As an update to my first post on Falloons and the trip to the Orange River above Augrabies, I’d like to list some of the fish species that have been caught on these flies in the meantime. When I tied the Falloon it seemed very similar to the real thing, the original Sada grub, and I was hesitant to call it a ‘new’ pattern; but when I started fishing it I realised that it was in many ways better than the Sada grub that is traditionally fished on ultra-light conventional tackle. The reasons are as follows:
The Falloon can be used on a fly rod to cover more water – the small split shot we pinched to the line above the Sada grubs didn’t add enough weight to the rig to reach long casting distances, even with 2 lb line; however, the Falloon can be cast the distance of a full fly line (approx. 100 ft).

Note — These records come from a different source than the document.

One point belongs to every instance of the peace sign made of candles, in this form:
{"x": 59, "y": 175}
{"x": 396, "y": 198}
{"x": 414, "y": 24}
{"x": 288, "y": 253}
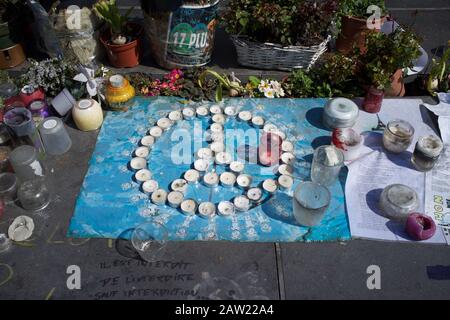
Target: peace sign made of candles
{"x": 214, "y": 153}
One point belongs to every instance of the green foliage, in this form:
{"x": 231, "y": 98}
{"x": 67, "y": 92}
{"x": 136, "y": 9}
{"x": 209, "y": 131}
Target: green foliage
{"x": 285, "y": 22}
{"x": 109, "y": 12}
{"x": 385, "y": 55}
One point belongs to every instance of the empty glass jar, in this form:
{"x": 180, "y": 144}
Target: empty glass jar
{"x": 326, "y": 165}
{"x": 397, "y": 136}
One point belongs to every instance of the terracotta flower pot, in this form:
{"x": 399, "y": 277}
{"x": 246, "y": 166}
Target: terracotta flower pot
{"x": 353, "y": 31}
{"x": 397, "y": 88}
{"x": 125, "y": 55}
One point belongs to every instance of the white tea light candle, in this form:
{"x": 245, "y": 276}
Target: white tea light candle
{"x": 207, "y": 210}
{"x": 148, "y": 141}
{"x": 188, "y": 207}
{"x": 227, "y": 179}
{"x": 159, "y": 197}
{"x": 225, "y": 208}
{"x": 143, "y": 175}
{"x": 150, "y": 186}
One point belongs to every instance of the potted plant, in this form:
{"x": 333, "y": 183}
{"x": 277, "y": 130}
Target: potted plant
{"x": 11, "y": 51}
{"x": 280, "y": 34}
{"x": 122, "y": 39}
{"x": 352, "y": 18}
{"x": 382, "y": 65}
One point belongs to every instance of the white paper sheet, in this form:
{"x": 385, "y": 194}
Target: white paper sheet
{"x": 376, "y": 169}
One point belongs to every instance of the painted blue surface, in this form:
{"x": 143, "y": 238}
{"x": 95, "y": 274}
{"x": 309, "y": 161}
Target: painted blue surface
{"x": 110, "y": 202}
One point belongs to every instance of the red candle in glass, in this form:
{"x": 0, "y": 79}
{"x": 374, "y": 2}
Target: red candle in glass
{"x": 269, "y": 149}
{"x": 372, "y": 101}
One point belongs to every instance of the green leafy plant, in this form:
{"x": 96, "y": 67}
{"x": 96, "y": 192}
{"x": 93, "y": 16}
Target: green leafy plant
{"x": 385, "y": 55}
{"x": 285, "y": 22}
{"x": 108, "y": 11}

The tungsten bead on the hook of the Falloon gives the fly a different action compared to split shot pinched to the line a few inches above the hook and this works particularly well to sink the fly to the substrate quickly where fish like carp, catfish, yellowfish, bass etc. feed. The front-weighted Falloon then also has a jigging action which is a trigger for many fish species to eat it – and it gives the curly tail a lovely kicking movement. The Falloon is also tied on a scud-type hook (or caddis wetfly hook) which makes it swim hook-tip facing upwards and snags less often than a trailing Sada grub. A hotspot bead, like the classic orange tungsten bead, can be added to the Falloon, which can aid as another trigger for fish that respond well to fluorescent orange, and so on.
Utilising these advantages, I’ve managed to catch carp, smallmouth yellowfish, mudfish and catfish in the last three months. What made the Falloon very special to me was that I deliberately caught carp a fair distance from the bank by fishing blind in murky water. This was the first time that I’ve ever managed to pull that off and it certainly breached some boundaries in my fly fishing career. Furthermore, I caught smallmouth yellowfish and mudfish by fishing Falloons in the slower, deeper parts of the Orange River. It was also a first time for me seeing mudfish actively chase and take a fly in mid-water.
Richard Stanford was so kind to share his successes with the Falloon and sent us photos of Awaka and Angara, characins that he caught on the fly below Murchison Falls in the Nile. Richard told me that they usually catch these fishes on baited hooks, but the fly grafted in his opinion.
Falloon catch reports will be updated as time passes and new species are caught on the fly.